Bible Commentaries
Arthur Peake's Commentary on the Bible
Job 4
4-5. First Speech of Eliphaz.—Ch. 3 as a whole means, Why is misfortune? We are now to hear from Job's friends, what the theology of the poet's age had to say on the matter. Eliphaz, who speaks first, is no doubt the eldest of Job's friends. He is the calmest and most considerate in his speech. He is a mystic, who claims for his doctrine the authority of a vision (Job 4:12 f.). The great idea of Eliphaz is the "fear of God," i.e. a reverence very much like that attributed to Job in the Volksbuch.

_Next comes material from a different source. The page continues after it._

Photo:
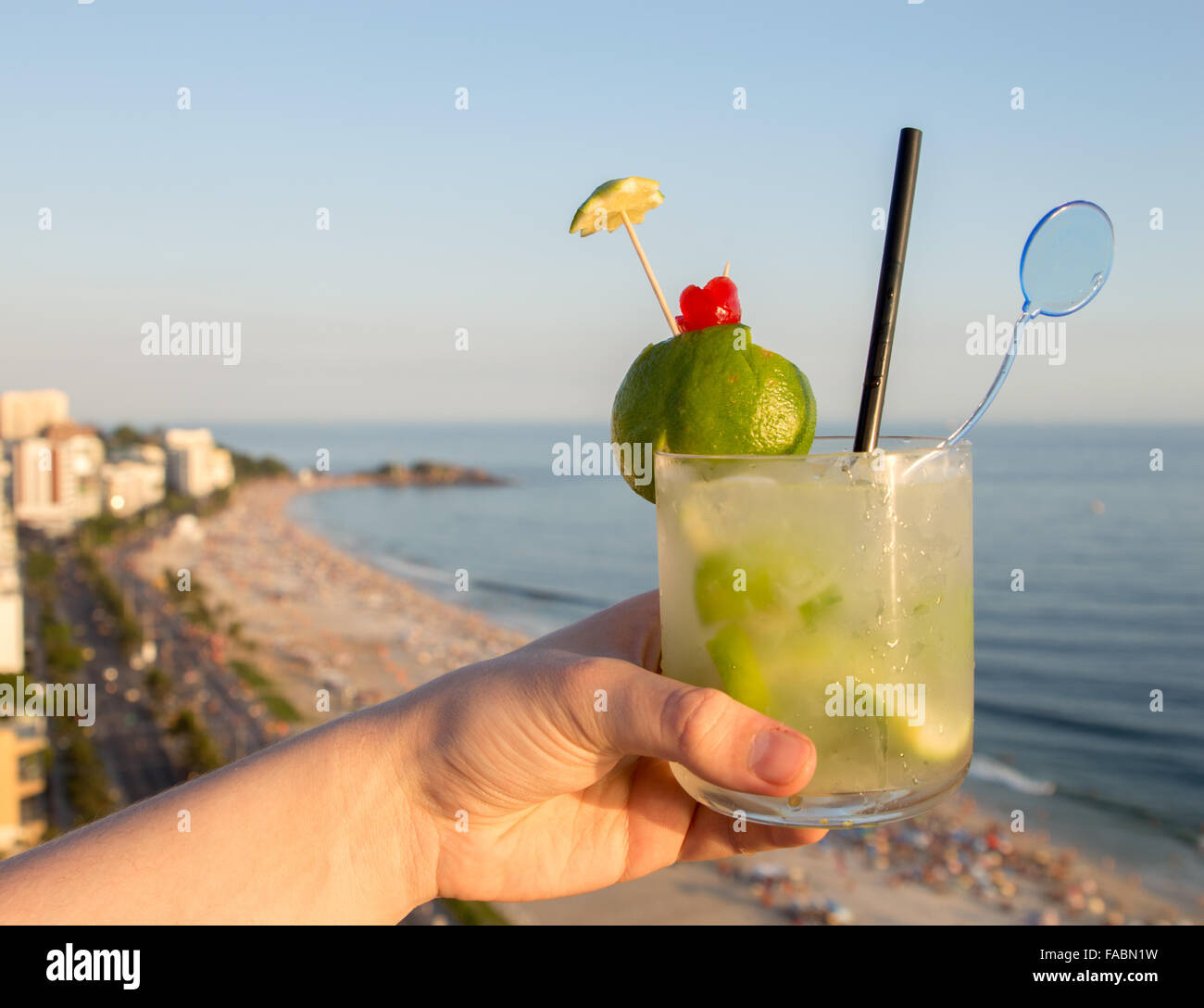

Job 4:1-11. Eliphaz is provoked to reply, in spite of his unwillingness, by the tone of Job's speech, which seems to him altogether irreverent. He wonders that Job, who had comforted so many others in trouble, should fall into such despair, when trouble has come to himself. Eliphaz assumes that Job is a righteous man; Job 6 is not meant as sarcasm. Eliphaz would suggest simply that Job's trouble has caused him to leave the standing-ground of religion. His complaint (ch. 3) was unsuitable. Eliphaz does not see that Job had been occupied with the problem of God's behaviour to him, a problem which is quite outside the circle of the ideas in which Eliphaz, like the rest of the friends, moves. For them religion has no concern with God's behaviour to man, but only with man's behaviour to God. Eliphaz, therefore recalls Job to the fear of God, whence he has fallen by his unsuitable complaints. He should know (Job 4:7 that the righteous never perish, as do the wicked (Job 4:8). If God sends trouble to the righteous, then its function can be disciplinary only. This is the explanation of Job's trouble which Eliphaz suggests. The friends at first assume that Job is not a wilful sinner such as God punishes, but one whom God chastens to purify from unintentional sin, and who by humbling himself before God, can be restored again to prosperity. The fundamental opposition between the friends and Job is that they invariably find the cause of misfortune in man, while Job, at least as concerns himself, finds it in God. In fact the one cause of suffering is for them in sin: suffering is either chastisement or punishment, according as it is visited upon the righteous or the unrighteous. The friends begin by making the more charitable supposition in Job's case. In Job 4:7 f. Eliphaz guilelessly states his accepted theory as a fact of experience (cf. Acts 28:4). The figure of the lion in Job 4:10 f. suggests both the strength and the violence of the wicked.
Job 4:12-16. Eliphaz confirms the truth of his doctrine by telling of a vision which he had had. A revelation came upon him like a thief in the night (lit. a word stole upon me). His thoughts were raised to a higher power by the ecstasy of the vision.
Job 4:14 f. describes the presence of the supernatural.
Job 4:16 tells how the spirit, being of a finer matter, could hardly be perceived by the human eye and ear. "Stillness and a voice I heard means "I heard a still voice" (hendiadys). The tenses used in the Hebrew are all present. "A spirit passes by me . . . it stands, and I cannot discern its appearance; a form is before mine eyes, I hear a still voice." Eliphaz, in recalling the experiences of that awful night, feels as if he were passing through them again, and falls into the present in describing them.
Job 4:17-21. "This is what the vision said." Translate as mg.: "Shall mortal man be just before God, shall a man be pure before his maker?" Even the angels are fallible, how much more man, who inhabits a house of clay, i.e. a body formed from the dust (Genesis 2:7; Genesis 3:19, 2 Corinthians 5:1). Observe that we are not yet at the point of view of the later Judaism and the NT, according to which some angels are good, some bad. All are fallible. Again, observe that man's sin fulness is deduced simply from his creatureliness, especially, however, from his being made from the dust. The spirit that appears to Eliphaz knows nothing of the Fall as an explanation of human sin. His thought is rather that if the angels, who are of spirit (which was conceived by the ancient world in general as a finer kind of matter) are not perfect in God's sight, man. who is of the dust, must even less be so. Men are ephemerals (Job 4:20) they are crushed like the moth (Job 4:19 mg.): how can such creatures claim perfection before God, or have a right against Him. Men die, just as a tent is taken down when the tent cord is plucked up, and their life comes to an end without their having obtained wisdom, i.e. in the context, the fear of God, that absolute submission to Him, which is the only wisdom for such "moths."